The above program becomes a new first line in the otherwise unchanged program for the gen-matmul combinator:

gen-matmul   ==   [fold] cons cons [[map2] cons] dip concat
                  [transpose] dip
                  [map popd] cons cons
                  map

Now the multiplication operators for numerical and logical matrices can be given by the more perspicuous definitions:

num-matmul   ==   [*]  0 [+]  gen-matmul
log-matmul   ==   [and]  false [or]  gen-matmul

5. An even more general multiplication combinator

The two definitions just above will be suitable for many purposes. Like all definitions so far, they even work for degenerate matrices with no rows and no columns. Such degenerate matrices are of course represented as [], and their arithmetic or logical product is again []. For other datatypes it is often easy to give the appropriate definition. For example one might need an operation for the multiplication of matrices in which the elements are sets. In Joy set intersection is just and, whereas set union is just or. The zero element for union is {}. So a suitable definition is:

set-matmul   ==   [and]  {} [or]  gen-matmul

Comparing logical matrix multiplication and set matrix multiplication, the two are almost identical except for the different zero elements false and {}. This difference has the consequence that whereas the and-operator and the or-operator work equally for logical and set operands, we cannot define a single matrix multiplication operator that works equally for logical and set operations. That would be unfortunate, although one could first do a very simple test on the first element in the first row of M2 to determine whether it is a truth value or a set.

But there are other cases where there could not be such a simple device. Consider the problem of multiplying second order matrices in which the elements themselves are numerical matrices of compatible rows and columns but where the number of rows and columns are not known in advance. This means that the zero element for the addition of the submatrices is also not known in advance, and hence in the definition below the ??? is not known in advance:

num-matmul2   ==   [num-matmul]  ???  [num-matadd]  gen-matmul

What is particularly annoying is that ??? is the only part that needs to be known for the definition to work.

There would be other cases in which the same problem arises. They will all involve the datatype of the Z2 zero element for the binary [B2] operation, where that datatype is of indeterminate size, shape or structure. There are no such restrictions on [B1] and [B2]. It is true that a suitable Z2 can always be constructed from two sample elements from M1 and M2 by applying the [B1] operation, and then making a suitable Z2 from that. All this would have to be encoded in a very complex version of gen-matmul.

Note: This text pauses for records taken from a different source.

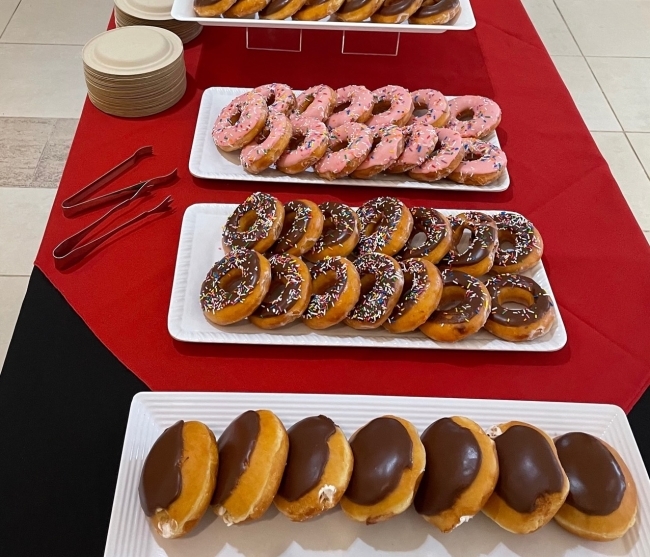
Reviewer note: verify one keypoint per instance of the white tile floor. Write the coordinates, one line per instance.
(601, 49)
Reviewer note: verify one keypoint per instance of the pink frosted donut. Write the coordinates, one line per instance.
(354, 103)
(239, 123)
(267, 147)
(473, 116)
(388, 144)
(419, 142)
(482, 163)
(393, 105)
(278, 96)
(444, 159)
(316, 102)
(307, 145)
(349, 146)
(436, 105)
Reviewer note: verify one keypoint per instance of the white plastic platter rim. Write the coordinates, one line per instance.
(206, 161)
(200, 247)
(183, 10)
(334, 535)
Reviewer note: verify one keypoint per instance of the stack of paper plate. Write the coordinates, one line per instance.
(156, 13)
(134, 71)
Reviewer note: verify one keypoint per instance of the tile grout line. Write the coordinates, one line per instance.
(10, 18)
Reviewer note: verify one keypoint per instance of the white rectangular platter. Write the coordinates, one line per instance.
(206, 161)
(183, 10)
(334, 535)
(200, 247)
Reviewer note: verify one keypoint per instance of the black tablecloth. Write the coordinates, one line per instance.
(64, 404)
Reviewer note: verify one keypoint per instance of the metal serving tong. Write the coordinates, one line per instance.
(72, 250)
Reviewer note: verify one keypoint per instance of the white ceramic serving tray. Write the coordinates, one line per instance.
(200, 247)
(334, 535)
(183, 10)
(206, 161)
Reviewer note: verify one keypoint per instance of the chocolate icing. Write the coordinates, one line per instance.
(471, 304)
(528, 468)
(352, 5)
(437, 7)
(285, 289)
(236, 446)
(298, 214)
(453, 462)
(308, 456)
(397, 7)
(511, 317)
(597, 481)
(429, 229)
(382, 450)
(161, 480)
(482, 242)
(215, 295)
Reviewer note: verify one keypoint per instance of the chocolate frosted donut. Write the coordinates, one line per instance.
(527, 245)
(478, 258)
(514, 324)
(460, 474)
(318, 469)
(385, 225)
(303, 225)
(254, 224)
(532, 485)
(340, 232)
(288, 293)
(463, 310)
(602, 500)
(388, 463)
(381, 286)
(430, 237)
(235, 286)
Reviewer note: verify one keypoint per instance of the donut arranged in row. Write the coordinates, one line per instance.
(357, 132)
(374, 289)
(516, 474)
(419, 12)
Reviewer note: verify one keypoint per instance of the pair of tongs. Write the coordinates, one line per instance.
(72, 250)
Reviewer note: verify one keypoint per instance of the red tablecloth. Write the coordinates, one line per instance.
(596, 256)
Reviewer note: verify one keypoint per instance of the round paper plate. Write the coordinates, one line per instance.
(132, 50)
(146, 9)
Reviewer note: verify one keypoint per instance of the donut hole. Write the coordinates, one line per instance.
(341, 107)
(247, 221)
(380, 106)
(323, 283)
(452, 296)
(231, 280)
(465, 115)
(515, 298)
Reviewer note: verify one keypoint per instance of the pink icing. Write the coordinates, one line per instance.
(435, 103)
(360, 99)
(386, 152)
(444, 154)
(420, 141)
(276, 127)
(250, 108)
(357, 139)
(491, 158)
(487, 115)
(314, 135)
(316, 102)
(283, 98)
(400, 101)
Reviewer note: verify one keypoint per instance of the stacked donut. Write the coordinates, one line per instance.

But there is a simpler solution. Consider again the versions of the numerical matrix multiplication operators of sections 1 and 2. They required, in some way or another, a program to compute a scalar product:

[ [*] map2  0 [+] fold ]

In all but the degenerate case the list produced by map2 will not be null. So in the normal case the list can be taken apart with unswons. That will leave the first element of that list, followed by the rest of the list. The rest can now be folded by using not 0 as the initial value of the accumulator, but the first element of the list. In other words, the above program fragment could be replaced by:

[ [*] map2  unswons [+] fold ]

So it would be possible to have just [*] and [+] as the parameters to the general matrix multiplication combinator, and let the combinator supply map2, unswons and fold. This would imply changing the first line of the last version by a program P which does the conversion:

[B1]  [B2]  P   ==>   [ B1] map2  unswons [B2] fold ]

The conversion is quite similar to the earlier one. But now only one parameter, [B1] has to be consed into [fold], then [B1] has to be consed, through dip, into [map2 unswons], and then these results concatenated. So the required program P is:

[fold] cons  [[map2 unswons] cons] dip  concat

This program replaces the first line of the previous definition of the general matrix multiplication combinator:

gen-matmul   ==   [fold] cons [[map2 unswons] cons] dip concat
                  [transpose] dip
                  [map popd] cons cons
                  map

Now the multiplication operators can be defined quite simply. The first is for numerical matrices. In Joy0 this means just integer, in Joy1 this means integer or float. The second is for Boolean matrices, of either truth values or sets. The third is for second order matrices of numerical matrices. The fourth is for second order matrices of Boolean matrices:

num-matmul     ==   [*]  [+]  gen-matmul
bool-matmul    ==   [and]  [or]  gen-matmul
num-matmul2    ==   [num-matmul]  [num-matadd]  gen-matmul
bool-matmul2   ==   [bool-matmul]  [bool-matadd]  gen-matmul

It is easy to see how multiplication of third order matrices would be defined. But it is doubtful whether even second order matrices arise.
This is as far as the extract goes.